Feeling blue: a diver descends onto the reef off Belize
Q: My two friends and I are trying to find the cheapest way possible to make it down to Belize to do some scuba diving. We will sleep on the beach if necessary. Can you give us some ideas on how to find the lowest rates?
Lori Routh, Long Beach, California
A: There's no getting around itBelize ain't cheap, especially when you compare it to the rest of Central America. But there are a few things you can do to minimize the sting if you're flexible with your schedule and are willing to give up luxuries like hot water, conditioned air, and the occasional lobster dinner.
Start by visiting air ticket consolidators that specialize in rates to Latin America. Exito Travel (877-768-1313, www.belize-airtravel.com) and Your Travel Service (888-877-9131, www.yourtravelservice.com) can get you to Belize City for well under $500.
The best beach bargains can be found on Caye Caulker, which is the laziest, mellowest, least glamorous of the islands within close proximity to the hemisphere's largest reef. Beach camping here is a no-no, but you'll have little trouble finding a bare-bones cabana for $7 or $8 per night. For the cheapest eats, there's a grocery store on Middle St. But the 50-cent chicken tostadas at Syd's (just up the street) can hardly be considered a splurge.

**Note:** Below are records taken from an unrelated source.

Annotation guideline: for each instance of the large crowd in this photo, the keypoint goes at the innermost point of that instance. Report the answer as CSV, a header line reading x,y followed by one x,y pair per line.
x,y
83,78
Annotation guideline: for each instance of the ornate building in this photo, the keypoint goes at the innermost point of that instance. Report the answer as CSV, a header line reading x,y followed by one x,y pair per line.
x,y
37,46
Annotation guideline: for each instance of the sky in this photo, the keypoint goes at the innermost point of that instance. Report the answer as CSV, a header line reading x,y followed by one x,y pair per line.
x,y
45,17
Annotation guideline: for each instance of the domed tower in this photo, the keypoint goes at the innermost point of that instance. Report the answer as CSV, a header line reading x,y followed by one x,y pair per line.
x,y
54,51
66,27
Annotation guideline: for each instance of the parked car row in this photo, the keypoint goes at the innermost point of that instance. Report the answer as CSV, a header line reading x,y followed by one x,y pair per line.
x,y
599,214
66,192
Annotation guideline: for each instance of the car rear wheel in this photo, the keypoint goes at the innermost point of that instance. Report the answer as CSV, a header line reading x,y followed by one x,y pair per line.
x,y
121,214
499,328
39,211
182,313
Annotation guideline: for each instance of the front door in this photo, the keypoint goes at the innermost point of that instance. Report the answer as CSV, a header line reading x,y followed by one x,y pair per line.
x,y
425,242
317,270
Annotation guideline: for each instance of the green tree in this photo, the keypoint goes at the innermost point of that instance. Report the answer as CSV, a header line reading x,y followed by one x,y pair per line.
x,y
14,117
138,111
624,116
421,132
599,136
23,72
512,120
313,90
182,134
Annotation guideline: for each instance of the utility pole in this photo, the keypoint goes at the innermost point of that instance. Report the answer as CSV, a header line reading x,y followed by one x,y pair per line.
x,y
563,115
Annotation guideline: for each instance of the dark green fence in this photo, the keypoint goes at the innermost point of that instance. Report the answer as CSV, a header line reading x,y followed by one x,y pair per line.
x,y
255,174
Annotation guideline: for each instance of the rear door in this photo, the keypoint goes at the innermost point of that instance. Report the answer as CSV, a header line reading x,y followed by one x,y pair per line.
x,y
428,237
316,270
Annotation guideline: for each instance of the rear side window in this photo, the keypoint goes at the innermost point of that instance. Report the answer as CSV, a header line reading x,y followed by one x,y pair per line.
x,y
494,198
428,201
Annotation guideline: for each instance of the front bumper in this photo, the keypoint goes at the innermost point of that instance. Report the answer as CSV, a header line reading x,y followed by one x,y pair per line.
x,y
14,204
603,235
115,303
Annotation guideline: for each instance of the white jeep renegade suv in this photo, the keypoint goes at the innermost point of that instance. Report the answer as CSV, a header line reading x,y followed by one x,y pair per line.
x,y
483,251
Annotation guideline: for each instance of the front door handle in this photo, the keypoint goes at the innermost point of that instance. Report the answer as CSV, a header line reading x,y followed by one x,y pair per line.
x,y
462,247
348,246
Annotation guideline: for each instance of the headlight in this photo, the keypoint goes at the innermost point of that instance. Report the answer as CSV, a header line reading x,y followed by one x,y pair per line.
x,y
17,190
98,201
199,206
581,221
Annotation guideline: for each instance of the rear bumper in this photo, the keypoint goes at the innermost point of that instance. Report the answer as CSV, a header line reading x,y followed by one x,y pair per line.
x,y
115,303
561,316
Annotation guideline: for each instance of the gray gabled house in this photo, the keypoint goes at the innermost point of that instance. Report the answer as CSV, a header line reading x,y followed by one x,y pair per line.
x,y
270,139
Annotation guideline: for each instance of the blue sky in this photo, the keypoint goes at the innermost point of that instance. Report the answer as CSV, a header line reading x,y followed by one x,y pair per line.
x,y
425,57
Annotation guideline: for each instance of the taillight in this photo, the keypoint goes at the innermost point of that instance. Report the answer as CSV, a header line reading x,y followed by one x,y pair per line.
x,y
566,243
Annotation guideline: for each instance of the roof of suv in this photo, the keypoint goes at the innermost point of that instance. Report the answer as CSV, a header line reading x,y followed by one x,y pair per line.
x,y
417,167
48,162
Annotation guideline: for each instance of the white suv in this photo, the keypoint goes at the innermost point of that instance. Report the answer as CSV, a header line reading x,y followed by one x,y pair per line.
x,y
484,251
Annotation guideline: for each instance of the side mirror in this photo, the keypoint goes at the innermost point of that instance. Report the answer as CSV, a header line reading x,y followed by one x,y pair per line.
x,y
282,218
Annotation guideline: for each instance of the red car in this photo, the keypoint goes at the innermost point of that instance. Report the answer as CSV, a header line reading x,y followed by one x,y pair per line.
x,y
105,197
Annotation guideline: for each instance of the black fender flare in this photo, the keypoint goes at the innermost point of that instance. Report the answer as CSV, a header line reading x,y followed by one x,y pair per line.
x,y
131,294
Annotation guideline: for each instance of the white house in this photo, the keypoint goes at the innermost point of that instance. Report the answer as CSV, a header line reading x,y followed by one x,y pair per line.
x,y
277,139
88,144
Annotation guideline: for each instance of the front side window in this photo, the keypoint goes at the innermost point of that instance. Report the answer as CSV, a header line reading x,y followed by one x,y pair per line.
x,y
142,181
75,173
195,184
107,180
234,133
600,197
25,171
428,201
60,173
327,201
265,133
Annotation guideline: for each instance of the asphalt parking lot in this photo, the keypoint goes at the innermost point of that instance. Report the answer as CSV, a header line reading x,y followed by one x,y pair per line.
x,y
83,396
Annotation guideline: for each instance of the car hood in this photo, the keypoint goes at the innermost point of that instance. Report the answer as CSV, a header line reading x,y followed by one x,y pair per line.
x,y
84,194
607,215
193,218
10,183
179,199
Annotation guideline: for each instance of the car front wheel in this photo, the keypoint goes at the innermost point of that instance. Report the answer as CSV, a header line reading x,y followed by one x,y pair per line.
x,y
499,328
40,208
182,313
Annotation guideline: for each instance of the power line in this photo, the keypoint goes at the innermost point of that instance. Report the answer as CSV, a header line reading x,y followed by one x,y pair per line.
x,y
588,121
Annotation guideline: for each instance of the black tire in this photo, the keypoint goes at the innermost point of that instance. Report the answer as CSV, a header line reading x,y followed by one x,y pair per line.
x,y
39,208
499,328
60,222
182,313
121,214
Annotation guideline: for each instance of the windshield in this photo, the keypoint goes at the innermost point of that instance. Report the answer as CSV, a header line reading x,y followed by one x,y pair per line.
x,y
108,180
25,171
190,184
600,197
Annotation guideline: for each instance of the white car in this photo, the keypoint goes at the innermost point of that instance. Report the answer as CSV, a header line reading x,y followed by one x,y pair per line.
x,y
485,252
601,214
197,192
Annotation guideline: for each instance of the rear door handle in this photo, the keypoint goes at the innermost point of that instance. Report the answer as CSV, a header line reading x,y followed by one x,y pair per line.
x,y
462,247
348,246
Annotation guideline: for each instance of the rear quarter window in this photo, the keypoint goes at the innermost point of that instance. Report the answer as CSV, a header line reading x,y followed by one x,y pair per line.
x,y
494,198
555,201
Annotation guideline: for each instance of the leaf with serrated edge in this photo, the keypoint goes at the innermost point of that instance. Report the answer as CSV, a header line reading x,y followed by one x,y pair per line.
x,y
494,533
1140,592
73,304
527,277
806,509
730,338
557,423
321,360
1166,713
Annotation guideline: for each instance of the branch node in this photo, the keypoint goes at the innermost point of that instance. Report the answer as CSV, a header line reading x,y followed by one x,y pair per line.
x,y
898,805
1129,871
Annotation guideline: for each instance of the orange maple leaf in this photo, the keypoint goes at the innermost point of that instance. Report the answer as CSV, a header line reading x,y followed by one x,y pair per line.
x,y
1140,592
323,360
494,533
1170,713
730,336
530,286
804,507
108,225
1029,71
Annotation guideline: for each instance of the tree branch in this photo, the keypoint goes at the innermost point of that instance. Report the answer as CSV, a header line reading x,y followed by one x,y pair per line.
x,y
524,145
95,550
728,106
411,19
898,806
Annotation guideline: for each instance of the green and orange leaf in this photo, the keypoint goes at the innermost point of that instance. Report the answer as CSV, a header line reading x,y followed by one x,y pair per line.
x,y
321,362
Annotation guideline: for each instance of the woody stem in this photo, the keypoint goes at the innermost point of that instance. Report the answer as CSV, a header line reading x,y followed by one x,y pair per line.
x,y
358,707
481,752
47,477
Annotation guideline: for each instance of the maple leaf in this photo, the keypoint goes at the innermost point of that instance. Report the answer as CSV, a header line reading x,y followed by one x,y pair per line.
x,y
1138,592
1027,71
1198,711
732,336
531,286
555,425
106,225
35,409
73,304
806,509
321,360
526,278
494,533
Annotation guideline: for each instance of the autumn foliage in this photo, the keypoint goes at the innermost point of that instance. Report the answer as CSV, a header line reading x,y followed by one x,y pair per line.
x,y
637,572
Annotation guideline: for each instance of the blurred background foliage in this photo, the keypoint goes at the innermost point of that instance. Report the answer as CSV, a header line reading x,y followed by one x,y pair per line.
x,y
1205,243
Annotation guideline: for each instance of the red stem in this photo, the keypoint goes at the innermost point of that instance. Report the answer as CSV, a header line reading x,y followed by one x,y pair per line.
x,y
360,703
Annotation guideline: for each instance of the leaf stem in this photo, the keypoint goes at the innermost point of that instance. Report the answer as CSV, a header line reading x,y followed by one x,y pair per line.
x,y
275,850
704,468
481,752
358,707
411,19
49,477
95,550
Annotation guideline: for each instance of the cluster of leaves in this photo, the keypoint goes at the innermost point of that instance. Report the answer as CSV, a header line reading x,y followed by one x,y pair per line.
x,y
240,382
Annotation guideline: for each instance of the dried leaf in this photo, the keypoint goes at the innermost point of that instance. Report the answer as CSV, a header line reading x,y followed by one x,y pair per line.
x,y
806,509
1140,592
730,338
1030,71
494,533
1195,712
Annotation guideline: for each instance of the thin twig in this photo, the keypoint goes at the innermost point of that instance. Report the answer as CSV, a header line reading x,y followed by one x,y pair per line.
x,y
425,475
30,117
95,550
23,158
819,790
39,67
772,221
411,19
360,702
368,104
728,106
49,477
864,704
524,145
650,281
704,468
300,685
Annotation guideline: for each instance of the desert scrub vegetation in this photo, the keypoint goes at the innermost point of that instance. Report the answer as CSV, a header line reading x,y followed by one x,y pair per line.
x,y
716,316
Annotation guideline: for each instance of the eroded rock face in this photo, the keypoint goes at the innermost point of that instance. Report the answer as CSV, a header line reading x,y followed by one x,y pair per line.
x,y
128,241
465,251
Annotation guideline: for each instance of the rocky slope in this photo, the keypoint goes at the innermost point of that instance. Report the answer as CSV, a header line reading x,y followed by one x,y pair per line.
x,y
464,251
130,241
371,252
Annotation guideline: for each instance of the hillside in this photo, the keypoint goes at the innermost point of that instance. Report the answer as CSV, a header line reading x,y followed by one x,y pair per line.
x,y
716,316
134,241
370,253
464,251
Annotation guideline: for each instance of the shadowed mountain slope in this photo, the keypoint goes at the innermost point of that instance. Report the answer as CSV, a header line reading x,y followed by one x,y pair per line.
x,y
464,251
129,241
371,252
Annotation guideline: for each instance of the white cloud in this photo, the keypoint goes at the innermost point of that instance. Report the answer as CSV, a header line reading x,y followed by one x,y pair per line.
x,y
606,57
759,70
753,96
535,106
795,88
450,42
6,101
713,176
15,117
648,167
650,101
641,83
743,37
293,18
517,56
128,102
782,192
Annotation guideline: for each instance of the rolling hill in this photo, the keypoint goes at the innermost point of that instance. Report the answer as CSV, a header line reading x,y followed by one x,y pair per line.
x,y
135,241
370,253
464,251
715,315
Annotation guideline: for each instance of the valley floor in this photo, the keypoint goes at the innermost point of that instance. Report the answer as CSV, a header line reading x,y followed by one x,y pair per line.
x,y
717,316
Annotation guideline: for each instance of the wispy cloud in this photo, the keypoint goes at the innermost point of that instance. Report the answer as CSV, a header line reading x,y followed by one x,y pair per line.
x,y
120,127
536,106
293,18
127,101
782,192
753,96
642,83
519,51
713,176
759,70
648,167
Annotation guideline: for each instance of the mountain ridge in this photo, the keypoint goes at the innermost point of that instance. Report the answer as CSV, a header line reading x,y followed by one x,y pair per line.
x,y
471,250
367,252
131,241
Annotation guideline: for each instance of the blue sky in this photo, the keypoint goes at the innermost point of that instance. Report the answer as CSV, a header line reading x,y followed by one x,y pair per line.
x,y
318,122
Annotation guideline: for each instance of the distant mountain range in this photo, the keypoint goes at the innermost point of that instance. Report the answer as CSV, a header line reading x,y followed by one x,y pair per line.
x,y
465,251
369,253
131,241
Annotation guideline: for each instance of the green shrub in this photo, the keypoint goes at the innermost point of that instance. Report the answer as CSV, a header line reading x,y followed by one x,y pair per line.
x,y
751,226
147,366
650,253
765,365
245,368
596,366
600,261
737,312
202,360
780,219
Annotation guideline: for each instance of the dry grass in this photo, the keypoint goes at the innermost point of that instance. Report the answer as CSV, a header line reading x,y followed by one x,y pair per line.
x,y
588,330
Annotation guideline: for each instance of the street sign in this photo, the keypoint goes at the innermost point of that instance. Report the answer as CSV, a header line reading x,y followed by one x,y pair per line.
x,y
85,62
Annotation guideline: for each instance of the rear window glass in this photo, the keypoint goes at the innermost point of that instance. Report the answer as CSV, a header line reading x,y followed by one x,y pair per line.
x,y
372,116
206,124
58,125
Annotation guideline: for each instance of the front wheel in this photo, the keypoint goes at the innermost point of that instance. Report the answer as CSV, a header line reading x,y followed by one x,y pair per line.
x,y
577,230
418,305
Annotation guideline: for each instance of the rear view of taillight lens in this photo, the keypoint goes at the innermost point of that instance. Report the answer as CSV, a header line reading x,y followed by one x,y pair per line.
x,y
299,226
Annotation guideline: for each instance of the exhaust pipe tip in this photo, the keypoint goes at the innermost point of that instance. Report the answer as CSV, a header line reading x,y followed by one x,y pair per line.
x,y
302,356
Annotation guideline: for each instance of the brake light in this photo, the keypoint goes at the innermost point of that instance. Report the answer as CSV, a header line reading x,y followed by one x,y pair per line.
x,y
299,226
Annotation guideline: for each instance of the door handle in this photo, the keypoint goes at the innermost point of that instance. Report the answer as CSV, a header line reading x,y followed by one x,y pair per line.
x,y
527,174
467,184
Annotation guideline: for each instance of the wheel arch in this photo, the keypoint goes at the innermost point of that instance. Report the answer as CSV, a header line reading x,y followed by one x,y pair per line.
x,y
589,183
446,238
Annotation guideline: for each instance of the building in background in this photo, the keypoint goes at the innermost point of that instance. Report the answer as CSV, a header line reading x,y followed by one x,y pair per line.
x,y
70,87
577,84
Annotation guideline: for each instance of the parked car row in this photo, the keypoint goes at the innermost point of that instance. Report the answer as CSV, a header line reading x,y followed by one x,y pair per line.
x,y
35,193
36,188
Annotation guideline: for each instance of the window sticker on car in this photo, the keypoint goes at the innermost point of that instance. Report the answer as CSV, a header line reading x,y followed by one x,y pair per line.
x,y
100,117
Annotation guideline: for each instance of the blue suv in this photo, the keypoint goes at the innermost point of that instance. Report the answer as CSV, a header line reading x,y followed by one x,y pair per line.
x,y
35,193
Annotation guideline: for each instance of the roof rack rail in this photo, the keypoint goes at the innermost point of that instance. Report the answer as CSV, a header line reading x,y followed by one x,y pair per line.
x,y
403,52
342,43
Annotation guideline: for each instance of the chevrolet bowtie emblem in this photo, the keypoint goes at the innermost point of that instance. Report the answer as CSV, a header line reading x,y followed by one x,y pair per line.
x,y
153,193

All of the dive shops on Caulker are regulated by the government, so the difference between a pricey operator and a less pricey one usually comes down the age of the equipment and maybe the experience of the dive master. Obviously, that doesn't apply to the guy you meet on the beach who is lugging a couple of rusted-out air tanks and a beat-up BC. But you can be confident that any legitimate dive shop meets certain safety standards.
One last note: Keep and eye on the Placencia area, which was hit hard this year by hurricane Iris. When the rebuilding is complete, you're likely to find some "Welcome Back!" packages that make even higher-end vacationing downright affordable.